Les partenaires sociaux et l’ASTF se proposent de formaliser cette cellule de conseil de l’ASTF en matière de harcèlement moral par le biais de cet accord sectoriel, afin de mieux faire connaître cette assistance aux salariés du secteur bancaire victimes d’un harcèlement moral et pour permettre à l’employeur d’en faire référence dans sa procédure interne sur le harcèlement moral.

A. Quelle est la procédure prévue?

Le salarié obtient gratuitement et anonymement un rendez-vous auprès d’un médecin du travail de l’ASTF. Dans un 2e temps et si le salarié le souhaite, un rendez-vous est fixé auprès d’un des psychologues ou assistants psycho-sociaux de l’ASTF.

Le psychologue ou l’assistant psycho-social de l’ASTF, sur base de leur formation et leur expérience professionnelle, sera en mesure d’aider la victime, notamment comme suit:

en aidant à absorber le premier choc émotionnel,
en procurant un soutien moral et psychologique,
en appréciant la gravité de la situation,
en agissant en tant qu’intermédiaire entre la victime et l’employeur.

Le but des consultations sera de faire prendre conscience à la personne si elle est victime ou non d’un harcèlement moral, de l’informer des suites possibles à donner et surtout de l’aider à se reconstruire.

L’ASTF renseignera plus en détail sur la procédure suivie et les options offertes au salarié.

B. Quels sont les avantages pour le salarié?
Facultatif

Le recours à la cellule de conseil de l’ASTF est facultatif pour le salarié.

Il appartient en effet au salarié de décider à qui il souhaite se confier - le salarié reste libre de consulter une ou plusieurs des instances énumérées à l’article 4 ci-dessus.

Gratuité

Les 3 premières consultations auprès de l’ASTF sont gratuites.

Si le salarié décide d’avertir son employeur de la situation de harcèlement moral, l’ASTF pourra proposer un suivi du salarié au-delà de la 3e séance, qui sera à ce moment à charge de l’entreprise.

Discrétion/Anonymité

L’employeur ne sera pas informé de la prise de contact par un salarié de la cellule de conseil de l’ASTF.

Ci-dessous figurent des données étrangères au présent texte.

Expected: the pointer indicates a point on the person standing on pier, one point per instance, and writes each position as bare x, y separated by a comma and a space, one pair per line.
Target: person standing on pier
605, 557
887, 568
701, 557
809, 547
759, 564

Cette prise de contact et la consultation se dérouleront dans une discrétion absolue, conformément au secret médical.

Professionnalisme

Les psychologues et l’assistant psycho-social qui reçoivent les salariés, sont des personnes formées et expérimentées pour traiter de problèmes liés au monde du travail.

Ils traiteront toutes les plaintes de façon compétente, sérieuse et confidentielle, écouteront et parleront à la victime, lui apporteront un soutien, suggéreront des solutions, aideront la victime à choisir le suivi adéquat de la situation.

ABBL

ALEBA

OGB-L

LCGB-SESF

ANNEXE V

Formations éligibles pour délégués

Dans le cadre de la réglementation des formations pour raison syndicale, l’ABBL et les syndicats se sont mis d’accord sur le principe de l’extension des formations suivant l’Art. L. 415-10 du Code du travail. Les délégués peuvent maintenant non seulement participer aux formations de l’EST (Ecole Supérieure du Travail) mais aussi de l’IFBL (Institut de Formation Bancaire Luxembourg) et du CFSL (Centre de Formation Syndicale Luxembourg). Les formations du CFSL sont organisées exclusivement par les syndicats.

Si l’employeur et les délégués décident, par accord commun, qu’une formation à l’IFBL est utile, le délégué peut être inscrit, sous réserve de l’accord des syndicats. Dans ce cas, les frais d’inscription sont à payer par l’employeur.